In *walk-forward validation*, the dataset is first split into train and test sets by selecting a cut point, e.g. all data except the last 12 months is used for training and the last 12 months is used for testing.

If we are interested in making a one-step forecast, e.g. one month, then we can evaluate the model by training on the training dataset and predicting the first step in the test dataset. We can then add the real observation from the test set to the training dataset, refit the model, then have the model predict the second step in the test dataset.

The function below performs walk-forward validation.

It takes the entire supervised learning version of the time series dataset and the number of rows to use as the test set as arguments.

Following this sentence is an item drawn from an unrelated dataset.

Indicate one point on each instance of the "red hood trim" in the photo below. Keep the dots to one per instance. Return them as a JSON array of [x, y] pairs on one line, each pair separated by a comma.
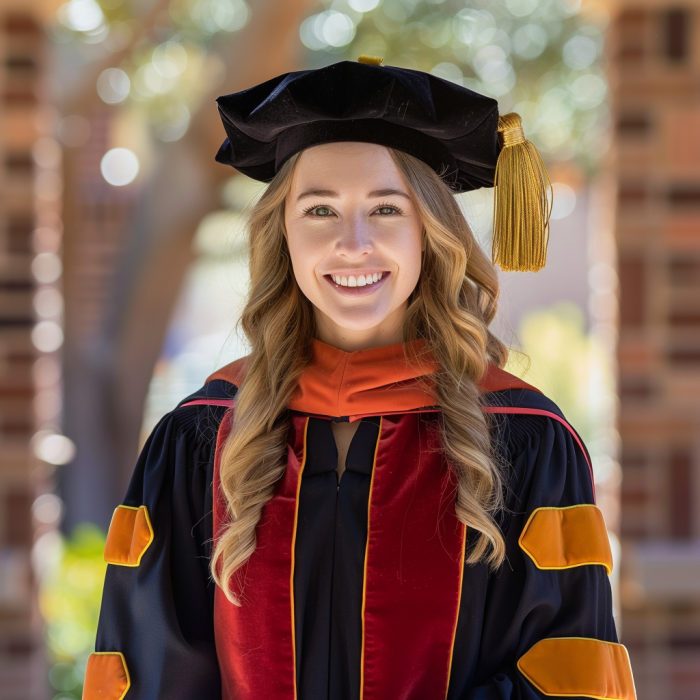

It then steps through the test set, calling the random_forest_forecast() function to make a one-step forecast. An error measure is calculated and the details are returned for analysis.

In [None]:
def walk_forward_validation(data, n_test):
    predictions = list()
    # split dataset
    train, test = train_test_split(data, n_test)
    # seed history with training dataset
    history = [x for x in train]
    # step over each time-step in the test set
    for i in range(len(test)):
        # split test row into input and output columns
        testX, testy = test[i, :-1], test[i, -1]
        # fit model on history and make a prediction
        yhat = random_forest_forecast(history, testX)
        # store forecast in list of predictions
        predictions.append(yhat)
        # add actual observation to history for the next loop
        history.append(test[i])
        # summarize progress
        print('>expected=%.1f, predicted=%.1f' % (testy, yhat))
    # estimate prediction error
    error = mean_absolute_error(test[:, -1], predictions)
    return error, test[:, -1], predictions

We can use the RandomForestRegressor class to make a one-step forecast.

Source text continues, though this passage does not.